Je ne sais pas si je crois à la Providence. À un Dieu qui nous accompagne, qui nous protège. Je devrais peut-être. Jugez-en. Mon texte commence à ressembler à une bible. Et en y pensant bien, c’est comme ça que la Bible a dû être écrite! Que quelqu’un proclame que je suis animé de l’Esprit Saint et c’est fait, je suis fait prophète!!! Je vois déjà le titre : La Bible à Fabien (et autres baratins!).

Je commence à enseigner à Schefferville en 1965. Dans mes loisirs, je joue au hockey… et je prends de la bière! Je sors avec des filles, mais je sens que je ne vais nulle part.

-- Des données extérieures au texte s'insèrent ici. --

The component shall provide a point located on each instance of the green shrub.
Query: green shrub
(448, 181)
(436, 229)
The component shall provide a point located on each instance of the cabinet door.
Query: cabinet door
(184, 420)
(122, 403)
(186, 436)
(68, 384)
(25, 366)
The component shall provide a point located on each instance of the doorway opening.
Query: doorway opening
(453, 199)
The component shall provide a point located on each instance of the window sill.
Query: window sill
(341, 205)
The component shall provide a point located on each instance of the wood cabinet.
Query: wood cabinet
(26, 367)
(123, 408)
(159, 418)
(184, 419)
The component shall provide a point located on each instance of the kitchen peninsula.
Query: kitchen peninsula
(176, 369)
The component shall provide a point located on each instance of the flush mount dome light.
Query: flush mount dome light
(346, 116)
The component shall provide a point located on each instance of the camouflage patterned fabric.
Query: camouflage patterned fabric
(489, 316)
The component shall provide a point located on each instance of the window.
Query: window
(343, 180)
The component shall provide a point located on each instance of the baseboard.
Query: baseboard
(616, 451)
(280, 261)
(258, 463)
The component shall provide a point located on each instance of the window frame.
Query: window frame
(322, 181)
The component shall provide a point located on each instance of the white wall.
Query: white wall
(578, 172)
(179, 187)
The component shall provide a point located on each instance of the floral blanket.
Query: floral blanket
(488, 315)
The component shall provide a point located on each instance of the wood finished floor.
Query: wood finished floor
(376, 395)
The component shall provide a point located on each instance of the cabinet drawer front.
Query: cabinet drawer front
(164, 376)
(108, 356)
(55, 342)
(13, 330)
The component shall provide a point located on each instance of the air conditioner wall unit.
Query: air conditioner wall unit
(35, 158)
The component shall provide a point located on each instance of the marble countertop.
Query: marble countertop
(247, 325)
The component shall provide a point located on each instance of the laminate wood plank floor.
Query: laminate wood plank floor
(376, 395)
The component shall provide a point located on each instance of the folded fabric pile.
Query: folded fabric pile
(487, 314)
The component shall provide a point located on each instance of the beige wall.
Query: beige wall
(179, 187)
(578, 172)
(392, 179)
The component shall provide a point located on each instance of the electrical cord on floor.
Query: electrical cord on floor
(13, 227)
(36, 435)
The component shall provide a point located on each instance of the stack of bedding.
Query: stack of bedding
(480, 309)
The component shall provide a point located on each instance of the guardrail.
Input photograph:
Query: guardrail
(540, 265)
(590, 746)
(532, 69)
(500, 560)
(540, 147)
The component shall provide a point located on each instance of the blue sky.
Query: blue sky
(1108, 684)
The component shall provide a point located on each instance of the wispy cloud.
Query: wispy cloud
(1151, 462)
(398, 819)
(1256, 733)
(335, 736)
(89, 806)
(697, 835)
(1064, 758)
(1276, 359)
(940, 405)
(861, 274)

Première intervention de ce que je pourrais appeler la Providence. Un accident de hockey met fin à ma « carrière ». J’aurai quand même réussi à compter un but! Quand on n’en compte qu’un seul dans sa vie, on s’en souvient, non? « Morrissette dans le coin… et c’est le but! Nadeau n’a eu qu’à pousser la rondelle dans un filet devenu désert… Premier point pour Nadeau, assistances à Morissette et Roy! » Puis je romps avec ma blonde du moment, pour une question de "valeur"… Je trouve qu’elle n’en vaut pas la peine! Rupture avec la gang, rupture avec la blonde, rupture avec la bière. La table est mise pour l’arrivée de Monique dans ma vie.

Elle était l’amie de ma sœur Denise. J’avais déjà vu sa photo : belle brune. Elle avait vu la mienne aussi, sans doute : beau frisé!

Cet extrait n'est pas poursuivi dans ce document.